After Pakistan recognised Bangladesh and Sheikh Mujibur Rahman visited Lahore in 1974 to attend the Second Islamic Summit, Bhutto and Mujib had an exchange wherein the former remarked "You are helpless! You cannot take any decision without the approval of Indira Gandhi!" and the latter said "Bhutto sahib, do not insult me... you know too well, whatever happened was because of you!".

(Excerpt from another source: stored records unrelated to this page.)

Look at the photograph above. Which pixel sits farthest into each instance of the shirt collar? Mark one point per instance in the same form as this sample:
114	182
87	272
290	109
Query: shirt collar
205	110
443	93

Hashmi notes that many of the main characters involved in the 1971 debacle had tragic fates, including Sheikh Mujibur Rahman himself on 15 August 1975, the four key Awami League leaders killed in Dhaka Central Jail in November 1975, Bangladeshi General Ziaur Rahman, as well as Prime Minister Zulfikar Ali Bhutto and Indian prime minister Indira Gandhi. He adds that President Yahya Khan and General A. A. K. Niazi left unsung legacies, while Indian generals Shabeg Singh and Arun Shridhar Vaidya were killed as a result of the domestic fallout of Operation Blue Star, and Kuldip Singh Brar survived several assassination attempts on his own life.

Hashmi opines that as a result of the creation of Bangladesh, India has to deal with Muslim-majority Pakistan and Bangladesh on both its western and eastern sides respectively.